Before you begin, make sure that you have fulfilled the prerequisites for using MRCS. See Endpoint Security, Malwarebytes Remediation Connector Solution, Prerequisites.

This tool is for use only by IT professionals. Please take care to scan only hosts that are under your support.

Performing Scans

1. Beginning from the host search view, search for the host(s) to scan, then click Load hosts.
2. Click the checkbox next to each host to select it for scanning.
3. Choose the appropriate Scan type and Scan options. Please see Malwarebytes' Scan endpoints with Malwarebytes Remediation Connector Solution article for a description of each option.
4. (Optional) Provide an exclusions JSON file by browsing to it with the Browse file button.
5. Click Scan to perform the scan.
6. View scan progress for that host by clicking the link under the Status column.

 Suggested Scan Options

• "Full system scan"
  • Scan type: Full
  • Remove
  • NoReboot
  • Anti-rootkit
  • AIScan
• "Recon scan"
  • Scan type: Full
  • Anti-rootkit
  • AIScan

Security Best Practices

This tool is intended to be used to augment the detection and prevention capabilities provided by CrowdStrike. While useful to clean up after a detection or to search for unwanted programs, its use can impede active investigations. Do NOT use this in the middle of an active medium or high level incident, unless directed to do so by an incident responder.

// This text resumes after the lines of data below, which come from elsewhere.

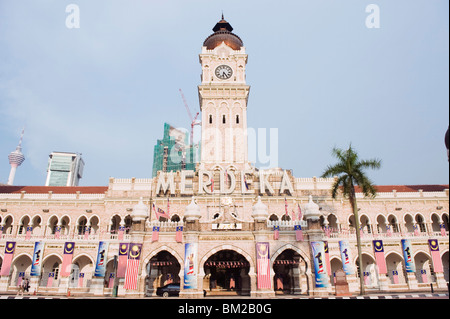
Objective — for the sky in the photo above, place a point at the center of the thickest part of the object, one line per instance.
(319, 77)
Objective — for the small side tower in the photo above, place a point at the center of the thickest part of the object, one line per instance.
(16, 158)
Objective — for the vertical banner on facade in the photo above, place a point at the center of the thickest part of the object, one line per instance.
(37, 259)
(410, 266)
(435, 255)
(131, 275)
(379, 256)
(100, 267)
(67, 258)
(318, 251)
(327, 258)
(263, 266)
(122, 262)
(190, 265)
(345, 257)
(7, 259)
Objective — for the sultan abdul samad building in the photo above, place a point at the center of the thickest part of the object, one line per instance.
(226, 228)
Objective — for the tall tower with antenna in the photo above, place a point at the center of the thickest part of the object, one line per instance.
(16, 158)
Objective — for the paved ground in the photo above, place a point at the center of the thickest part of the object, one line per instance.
(422, 295)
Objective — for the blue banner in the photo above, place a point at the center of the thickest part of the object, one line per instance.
(410, 266)
(100, 267)
(190, 266)
(345, 257)
(318, 250)
(37, 259)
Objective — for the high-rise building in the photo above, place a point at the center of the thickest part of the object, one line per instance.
(172, 152)
(16, 158)
(64, 169)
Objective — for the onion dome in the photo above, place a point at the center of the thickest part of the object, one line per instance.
(260, 211)
(312, 211)
(140, 211)
(192, 211)
(16, 157)
(222, 33)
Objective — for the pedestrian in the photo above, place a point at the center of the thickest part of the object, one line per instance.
(21, 287)
(27, 285)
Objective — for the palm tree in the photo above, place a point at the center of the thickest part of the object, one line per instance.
(349, 171)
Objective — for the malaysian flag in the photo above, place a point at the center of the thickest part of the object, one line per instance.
(443, 232)
(131, 276)
(7, 259)
(155, 233)
(300, 215)
(121, 231)
(67, 259)
(276, 232)
(263, 266)
(435, 255)
(51, 276)
(379, 256)
(80, 279)
(245, 182)
(179, 234)
(161, 213)
(28, 235)
(298, 232)
(123, 257)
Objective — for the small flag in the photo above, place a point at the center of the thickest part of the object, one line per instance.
(131, 275)
(300, 215)
(123, 257)
(121, 231)
(416, 230)
(28, 235)
(179, 234)
(424, 276)
(388, 230)
(51, 276)
(245, 182)
(276, 232)
(435, 255)
(263, 266)
(395, 276)
(80, 279)
(57, 232)
(443, 232)
(155, 233)
(379, 256)
(111, 280)
(161, 213)
(298, 232)
(67, 258)
(86, 232)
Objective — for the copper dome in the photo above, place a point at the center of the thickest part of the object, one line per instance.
(222, 33)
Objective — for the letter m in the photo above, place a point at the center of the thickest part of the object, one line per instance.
(165, 182)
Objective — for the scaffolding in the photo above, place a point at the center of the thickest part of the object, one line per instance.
(173, 152)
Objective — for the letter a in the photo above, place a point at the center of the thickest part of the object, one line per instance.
(373, 19)
(73, 19)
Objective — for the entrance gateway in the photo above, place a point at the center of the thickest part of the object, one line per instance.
(226, 273)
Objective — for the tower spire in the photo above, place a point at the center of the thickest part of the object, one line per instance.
(16, 158)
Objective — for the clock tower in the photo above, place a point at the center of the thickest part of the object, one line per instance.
(223, 95)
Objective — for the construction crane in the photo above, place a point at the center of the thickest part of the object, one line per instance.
(193, 120)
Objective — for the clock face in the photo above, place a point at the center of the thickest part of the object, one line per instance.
(224, 72)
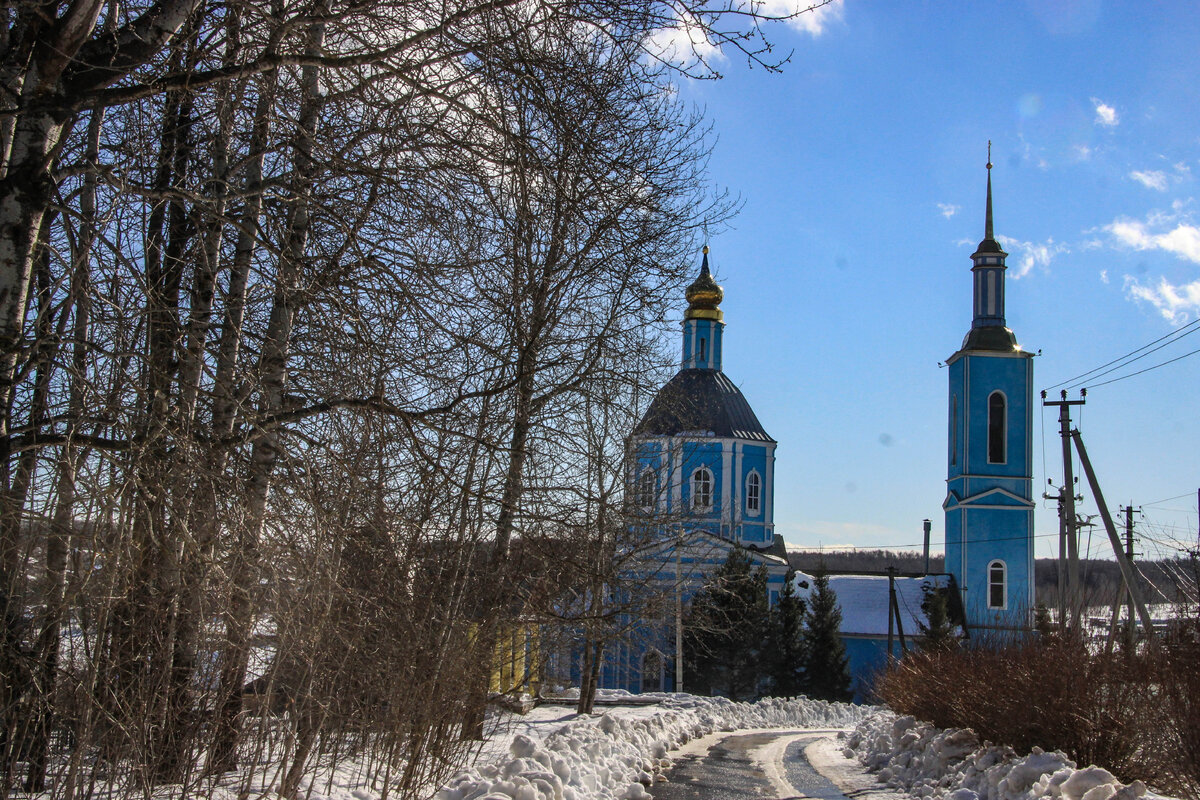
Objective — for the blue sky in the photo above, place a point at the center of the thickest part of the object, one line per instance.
(847, 276)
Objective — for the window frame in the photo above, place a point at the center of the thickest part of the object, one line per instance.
(1001, 437)
(701, 474)
(993, 584)
(647, 488)
(754, 481)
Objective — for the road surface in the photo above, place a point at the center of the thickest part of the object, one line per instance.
(750, 765)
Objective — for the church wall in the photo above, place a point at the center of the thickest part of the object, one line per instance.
(1011, 376)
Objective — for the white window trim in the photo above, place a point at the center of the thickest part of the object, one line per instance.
(1003, 584)
(754, 512)
(691, 487)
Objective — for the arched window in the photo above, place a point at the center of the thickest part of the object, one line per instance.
(954, 429)
(702, 489)
(754, 494)
(652, 672)
(997, 584)
(997, 428)
(647, 488)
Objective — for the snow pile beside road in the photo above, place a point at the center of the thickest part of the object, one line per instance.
(936, 763)
(615, 756)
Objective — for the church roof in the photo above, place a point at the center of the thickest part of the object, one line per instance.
(703, 402)
(990, 337)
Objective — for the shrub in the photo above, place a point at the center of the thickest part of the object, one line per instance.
(1135, 714)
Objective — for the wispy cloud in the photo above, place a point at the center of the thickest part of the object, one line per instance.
(1176, 302)
(1155, 179)
(811, 19)
(683, 43)
(1181, 240)
(687, 42)
(1030, 254)
(841, 535)
(1105, 114)
(1169, 233)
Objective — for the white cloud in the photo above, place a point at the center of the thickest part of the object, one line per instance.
(684, 43)
(1155, 179)
(839, 535)
(1105, 114)
(1169, 233)
(811, 17)
(1175, 302)
(687, 43)
(1182, 240)
(1030, 254)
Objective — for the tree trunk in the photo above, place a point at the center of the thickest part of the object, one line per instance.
(273, 366)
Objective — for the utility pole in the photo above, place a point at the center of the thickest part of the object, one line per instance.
(1068, 540)
(1117, 551)
(928, 524)
(892, 589)
(1129, 626)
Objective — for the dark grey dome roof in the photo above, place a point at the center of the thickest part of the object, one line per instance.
(701, 401)
(990, 337)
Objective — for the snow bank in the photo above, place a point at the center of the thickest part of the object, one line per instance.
(615, 756)
(936, 763)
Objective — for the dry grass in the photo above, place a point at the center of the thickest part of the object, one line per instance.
(1135, 714)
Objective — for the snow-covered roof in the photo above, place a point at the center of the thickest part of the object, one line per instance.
(864, 601)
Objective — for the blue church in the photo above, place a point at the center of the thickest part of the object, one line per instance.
(989, 499)
(701, 473)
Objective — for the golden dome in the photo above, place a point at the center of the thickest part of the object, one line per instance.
(705, 295)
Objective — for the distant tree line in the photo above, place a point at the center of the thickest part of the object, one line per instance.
(738, 645)
(1102, 577)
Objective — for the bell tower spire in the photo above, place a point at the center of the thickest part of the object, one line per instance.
(988, 325)
(987, 224)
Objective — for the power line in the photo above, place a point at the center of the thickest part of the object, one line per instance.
(1176, 334)
(1177, 497)
(1146, 370)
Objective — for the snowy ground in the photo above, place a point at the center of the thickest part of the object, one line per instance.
(927, 762)
(615, 755)
(552, 753)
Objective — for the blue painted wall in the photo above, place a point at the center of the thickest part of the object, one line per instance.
(989, 501)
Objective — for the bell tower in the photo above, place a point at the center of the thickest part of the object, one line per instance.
(989, 501)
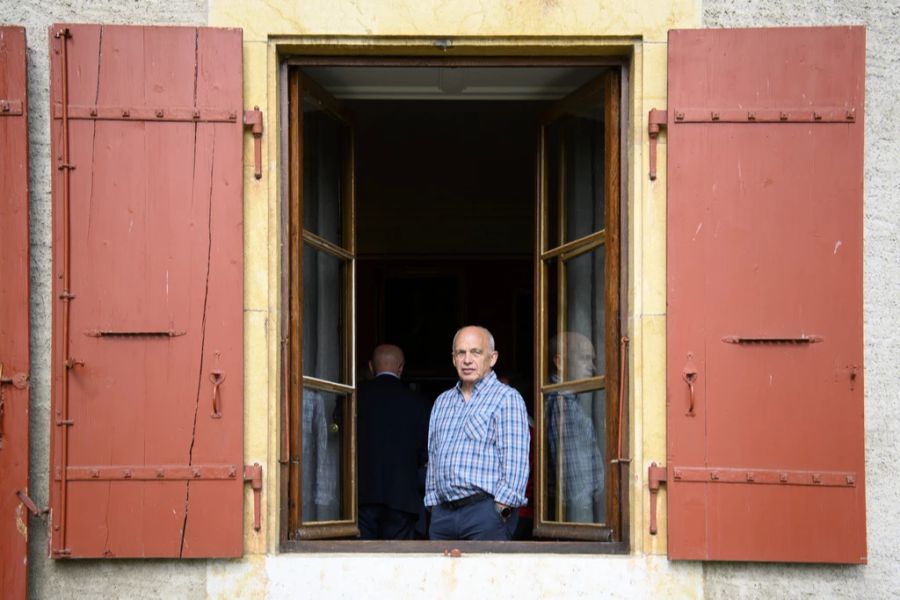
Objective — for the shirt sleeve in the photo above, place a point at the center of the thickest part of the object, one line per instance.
(513, 441)
(430, 482)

Because scan results can provide evidence of an intrusion, there may be situations where you will be requested to send a copy of your scan results to Security. Please send a copy of the scan report to security@illinois.edu if any of the following applies:

• Scan was initiated due to a Medium or higher severity detection or incident, and found at least one detection.
• Scan results contain at least one detection and are concerning.

Scan reports can be found by navigating to Scan History > Open Report for the appropriate scan.